Several years later, the widow Catherine Keller Rupe caught Jackson's eye and on June, 14, 1909, the couple were married in Warsaw, Kosciusko County, Indiana, by Rev. Beaton. In 1912, Jackson applied for his military pension. Two of his friends of more than a decade, James Showalter and W.G. Gardner, attested to his identity and witnessed the signing of the application. In January of 1926, Catherine applied for Jackson's pension as his widow, so one can assume Jackson passed away sometime in late 1925. Despite the odds, he lived a full life for 85 years.
Catherine lived for another five years, passing away October 8, 1931.
That one document carries enough information to sketch an outline for an entire historical-fiction novel! Can't you just see how to fill in the blanks and show the way each of these events transpired?
Following old city directories and reading Sanborne fire insurance maps, I discovered that a couple of sets of great-grandparents not only knew each other well, but lived next door to each other.
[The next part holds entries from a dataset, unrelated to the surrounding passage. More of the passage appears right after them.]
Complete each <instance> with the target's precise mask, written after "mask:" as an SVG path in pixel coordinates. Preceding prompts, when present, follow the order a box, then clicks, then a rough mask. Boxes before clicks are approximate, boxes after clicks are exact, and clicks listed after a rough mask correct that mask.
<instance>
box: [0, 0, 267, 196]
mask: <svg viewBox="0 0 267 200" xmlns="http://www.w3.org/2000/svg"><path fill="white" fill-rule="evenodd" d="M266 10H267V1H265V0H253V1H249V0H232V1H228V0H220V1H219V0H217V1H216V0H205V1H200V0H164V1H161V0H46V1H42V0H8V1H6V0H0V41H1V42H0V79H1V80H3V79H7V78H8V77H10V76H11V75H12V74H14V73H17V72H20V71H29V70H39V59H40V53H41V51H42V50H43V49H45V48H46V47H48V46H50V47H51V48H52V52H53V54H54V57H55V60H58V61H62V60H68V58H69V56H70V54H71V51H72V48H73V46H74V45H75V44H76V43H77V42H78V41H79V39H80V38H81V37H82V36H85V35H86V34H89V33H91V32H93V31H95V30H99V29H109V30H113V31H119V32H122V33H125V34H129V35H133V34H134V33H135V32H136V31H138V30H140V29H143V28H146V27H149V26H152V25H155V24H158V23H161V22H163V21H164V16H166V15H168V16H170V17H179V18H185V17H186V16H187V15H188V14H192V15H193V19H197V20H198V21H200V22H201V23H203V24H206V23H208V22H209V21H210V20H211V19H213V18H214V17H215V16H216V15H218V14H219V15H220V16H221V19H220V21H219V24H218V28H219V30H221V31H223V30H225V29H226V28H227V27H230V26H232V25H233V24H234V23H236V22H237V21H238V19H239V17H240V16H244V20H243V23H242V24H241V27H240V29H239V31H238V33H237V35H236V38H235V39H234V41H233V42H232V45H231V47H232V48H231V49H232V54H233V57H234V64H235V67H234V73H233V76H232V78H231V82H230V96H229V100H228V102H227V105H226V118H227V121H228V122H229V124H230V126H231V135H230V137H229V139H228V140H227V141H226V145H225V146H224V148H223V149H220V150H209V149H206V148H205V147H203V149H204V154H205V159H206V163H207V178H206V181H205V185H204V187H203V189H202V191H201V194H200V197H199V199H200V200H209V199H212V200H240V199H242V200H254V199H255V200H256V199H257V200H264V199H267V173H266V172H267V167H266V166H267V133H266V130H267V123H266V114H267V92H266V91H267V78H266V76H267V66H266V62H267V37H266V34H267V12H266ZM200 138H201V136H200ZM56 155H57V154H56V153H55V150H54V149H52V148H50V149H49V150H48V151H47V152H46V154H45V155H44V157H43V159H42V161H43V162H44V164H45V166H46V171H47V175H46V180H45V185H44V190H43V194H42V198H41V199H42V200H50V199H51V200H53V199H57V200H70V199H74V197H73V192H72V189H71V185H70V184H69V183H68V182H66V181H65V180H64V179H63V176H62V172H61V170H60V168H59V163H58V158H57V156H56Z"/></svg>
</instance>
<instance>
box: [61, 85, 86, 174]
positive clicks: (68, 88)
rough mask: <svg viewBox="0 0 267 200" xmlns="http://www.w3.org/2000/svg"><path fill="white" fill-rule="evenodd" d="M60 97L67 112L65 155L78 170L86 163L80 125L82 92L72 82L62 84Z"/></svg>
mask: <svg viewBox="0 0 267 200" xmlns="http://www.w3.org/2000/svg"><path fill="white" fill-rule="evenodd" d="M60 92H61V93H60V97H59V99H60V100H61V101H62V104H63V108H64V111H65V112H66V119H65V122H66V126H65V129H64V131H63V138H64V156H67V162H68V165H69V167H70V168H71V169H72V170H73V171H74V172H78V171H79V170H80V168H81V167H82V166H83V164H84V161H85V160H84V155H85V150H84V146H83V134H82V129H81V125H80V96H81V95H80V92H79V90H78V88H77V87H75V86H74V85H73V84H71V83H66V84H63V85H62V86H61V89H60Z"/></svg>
I found where they worked, where they worshipped, where they bought their groceries and even where they got drunk.
The next lesson presents a giant hurdle for me. I have to call a couple of government agencies and locate records for members of my own family about whom I am writing. Calling people I don't know and having to ask them for something absolutely terrifies me. I would rather drive across the country, walk up to them in person, smile, shake their hand and start a conversation. But I can't get to Michigan right now. So phone, I must.
The final hurdle is organizing all the information and creating a beautiful story out of it. Actually, that sounds like a lot more fun than making that phone call. Maybe I can pay one of my kids to make the call for me...or bribe my husband with chocolate chip cookies. Regardless, when all is said and done, not only will I have improved my writing skills, but I will have a written family history that would have otherwise been lost.
Maybe that phone call won't be so bad after all!